2 Corinthians 1:3-4 Blessed be the God and Father of our Lord Jesus Christ, the Father of mercies and God of all comfort, who comforts us in all our affliction, so that we may be able to comfort those who are in any affliction, with the comfort with which we ourselves are comforted by God.
Jeremiah 29:11 For I know the plans I have for you, declares the Lord, plans for welfare and not for evil, to give you a future and a hope.
*****
Today I am doing well. I still feel sad when I think about our baby boy, who wasn't really ours. I still deeply long to see his face, to know he is healthy and loved. But I also know that I owe it to our future children to move forward. I can't let a failed adoption derail our plans forever. I can't stay stuck in the mire and the pain. Eventually Kain and I had to pick ourselves up, give each other a big hug and decide that it was time to keep moving.

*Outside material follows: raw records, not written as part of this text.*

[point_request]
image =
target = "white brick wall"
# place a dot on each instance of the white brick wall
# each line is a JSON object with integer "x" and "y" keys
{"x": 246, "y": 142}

We finished our adoption paperwork, had our second meeting with our social worker, and should receive our final approved home study any day now! We have selected an adoption agency and are preparing our home, hearts, and finances for completing a domestic newborn adoption sometime soon.
We recognize that on the road to growing our family, this may happen again. That reality is hard to swallow, but it's a fact that we have to accept. Adoptions fall through. It's painful and devastating, but it's part of the story. Our story so far has been rocky. And although we made it through this tough chapter, our story doesn't yet have a happy ending. One thing that we learned at the Together for Adoption Conference this year is that in the end, adoption makes everything sad become untrue. Adoption has already and will continue to change our story. Adoption will change our child's story. I'm looking forward to sharing all of that with you.
My friend, if you are in a place anything like we were; a failed adoption, infertility, miscarriage, longing for a child that you'll never get to know -- I'm praying for you. I know that there aren't words that take away the ache. There aren't words that fill the gaping hole. But there is hope. Hope in a Savior who makes all things new (Revelation 21:5), hope in a peace from Him that passes all understanding (Philippians 4:7), and a hope that he knows your heart (Matthew 7:7, Psalm 139).
Choose Hope.
I'm sorry about your loss :( Maybe it was just gods will for you to help that child? When my husband started talking about fostering I was really concerned that we would get children that I would get attatched to and then they would get taken away and then I started thinking that maybe I was meant to help the child to have a better life even if it wasn't with me. Maybe when you were so accepting and wanted the baby so much it made her realize how precious her baby was and how she wanted to keep him. So maybe now the baby will have a much better life because you showed her how awesome it was to have him. I know I'm probably rambling and you don't know me and it really doesn't matter what I think I just thought I'd tell you how great I think you are for putting yourself out there even with the possibility of the pain you could experience.
ReplyDeleteStephanie, thank you so much for your encouraging words! So sweet!! :) I truly hope that sweet baby knows love every day and that his mom recognizes what a gift he is. If my experience had anything to do with that, I am a-ok with that!